On prototype electric trains, such as subways, yes. However over the years I've ridden streamlined passenger cars on Penn Central and Amtrak and never saw the interior lights flicker.
Well, since this topic surfaced after a couple of months in the high-numbered pages, I can give a progress report.
I have completed the lighting project in all 5 of my passenger cars. Two already had big, single-bulb incandescents. Those are original equipment, and they've got to be a half-century old. Still burning brightly. The other 3 cars came from eBay in 3 separate purchases. I started with the boat-end Observation car. I added a pair of red LEDs in the back, and two LEDs inside. These I placed so they were near each end, but pointed towards the middle of the car. With this arrangement, I ended up with reasonably uniform lighting throughout the car. I used the same 2-LED arrangement in another coach, too. In the last car, I found that the previous owner had installed some small flourescent tubes. I cleaned up the contacts and re-soldered the connections, and they worked. The eBay description said that this one came from an estate sale, so I hope this effort has brought a smile to someone in that big roundhouse in the sky.
So, I've got a complete set, all lit up. Yeah, I can notice the 3 distinct colors of the lighting inside the cars, particularly the greenish hue from the flourescents, but I'm basically happy with the results. I don't get much flicker at all on any of the cars, even though I went with the simplest approach - no rectifier, no capacitor, just the resistors and LEDs.

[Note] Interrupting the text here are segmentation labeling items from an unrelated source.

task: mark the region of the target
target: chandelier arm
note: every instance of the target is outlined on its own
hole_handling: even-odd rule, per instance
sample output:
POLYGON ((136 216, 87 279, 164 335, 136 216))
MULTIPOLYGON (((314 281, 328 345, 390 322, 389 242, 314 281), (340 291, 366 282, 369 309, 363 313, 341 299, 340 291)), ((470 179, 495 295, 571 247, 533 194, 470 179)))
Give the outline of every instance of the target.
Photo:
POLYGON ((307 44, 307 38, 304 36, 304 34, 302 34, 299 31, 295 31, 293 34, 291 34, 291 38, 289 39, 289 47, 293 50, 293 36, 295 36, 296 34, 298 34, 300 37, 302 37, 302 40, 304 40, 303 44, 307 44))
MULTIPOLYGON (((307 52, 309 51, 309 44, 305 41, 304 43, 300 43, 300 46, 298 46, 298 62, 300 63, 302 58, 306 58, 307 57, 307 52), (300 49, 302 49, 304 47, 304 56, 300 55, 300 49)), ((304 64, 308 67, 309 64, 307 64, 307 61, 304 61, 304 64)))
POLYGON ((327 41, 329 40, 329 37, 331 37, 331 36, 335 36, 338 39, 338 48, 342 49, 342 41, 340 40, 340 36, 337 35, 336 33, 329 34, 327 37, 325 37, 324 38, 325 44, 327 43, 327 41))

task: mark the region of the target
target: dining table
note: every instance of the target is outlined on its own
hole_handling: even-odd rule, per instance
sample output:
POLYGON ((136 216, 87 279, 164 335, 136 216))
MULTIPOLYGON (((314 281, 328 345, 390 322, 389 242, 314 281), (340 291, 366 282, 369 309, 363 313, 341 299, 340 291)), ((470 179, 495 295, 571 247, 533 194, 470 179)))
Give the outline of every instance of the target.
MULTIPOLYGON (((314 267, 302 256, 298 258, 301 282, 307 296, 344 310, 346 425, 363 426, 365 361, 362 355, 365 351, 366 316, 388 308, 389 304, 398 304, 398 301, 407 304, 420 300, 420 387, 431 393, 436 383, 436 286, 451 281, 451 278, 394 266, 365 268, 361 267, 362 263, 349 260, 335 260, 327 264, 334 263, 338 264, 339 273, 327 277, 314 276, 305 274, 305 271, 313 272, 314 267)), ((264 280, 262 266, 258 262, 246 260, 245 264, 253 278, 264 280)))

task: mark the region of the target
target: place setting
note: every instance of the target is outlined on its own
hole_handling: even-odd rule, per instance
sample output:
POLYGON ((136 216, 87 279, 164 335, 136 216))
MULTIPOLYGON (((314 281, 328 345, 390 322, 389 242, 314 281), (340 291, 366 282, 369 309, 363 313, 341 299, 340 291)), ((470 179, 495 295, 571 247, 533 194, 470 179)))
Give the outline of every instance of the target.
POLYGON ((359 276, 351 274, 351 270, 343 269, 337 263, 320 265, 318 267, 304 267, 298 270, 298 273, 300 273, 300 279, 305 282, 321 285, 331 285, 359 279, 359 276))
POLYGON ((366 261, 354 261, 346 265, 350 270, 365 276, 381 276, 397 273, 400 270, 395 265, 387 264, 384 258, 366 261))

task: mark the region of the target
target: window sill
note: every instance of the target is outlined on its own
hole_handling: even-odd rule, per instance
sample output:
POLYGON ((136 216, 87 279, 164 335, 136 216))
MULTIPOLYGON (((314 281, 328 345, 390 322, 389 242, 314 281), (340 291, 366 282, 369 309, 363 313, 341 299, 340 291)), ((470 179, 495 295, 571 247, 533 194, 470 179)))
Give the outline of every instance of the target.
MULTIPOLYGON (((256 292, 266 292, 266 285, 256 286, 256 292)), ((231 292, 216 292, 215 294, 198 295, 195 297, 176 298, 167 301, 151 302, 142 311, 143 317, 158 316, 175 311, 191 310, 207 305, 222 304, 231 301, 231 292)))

MisterBeasley wrote:Huh? Where did this one come from? I saw it at the top, with my name as most recent poster. I think the forum software has a problem with time-tagging when someone does an edit of a previous post. So, who did let the dogs out?
Excellent question! I was getting set to agree with some and disagree with some, and then saw the date. I wonder if the date gets reset if someone changes their signature, or something like that? But then you'd expect a bunch of new 'old' posts. Hmmmmm.......
Jeff But it's a dry heat!
You guys have got me thinking about the light distribution problem. Being a former lighting engineer for a major national commercial lighting manufacturer, I can attest that indirect lighting might be the solution.
Indirect lighting requires a highly reflective ceiling, usually white. But why not use the bright side of aluminum foil with almost 100% reflectance as someone sugested in an early post. Trouble is the lights would be shining down from it, when they need to be shining up.
I am thinking of using the flat type of LED glued at intervals along a styrene stirp with a pair of wires soldered along the contacts. One wire to the north truck and the other to the reversed south truck to provide current.
Since I am using DC I will need a consant lighting circuit and probably a capacitor to eliminate flickering. These could be placed in the vestibule or saloon out of sight.
Either a reed switch or an unobtrusive brass wiper switch on the car end would be nice too. It might be possible to install a reed switch on the underbody and run them over an electro magnet to turn them on or off.
Just thinking outside the box!
Someone did a project, meant for lighting a billboard, that might work here. You take a piece of copper clad PC board, pretty narrow, and scribe a gap down the middle of the copper, basically giving you two contacts. Space surface mount LEDs along the strip, one contact on each side of the gap. One end to power, one through a resistor to the other side of power. To protect the LEDs from revers voltage in DCC you could put half oriented one way, and half the other. They'll all look like they are on all the time, though they actually will be alternating.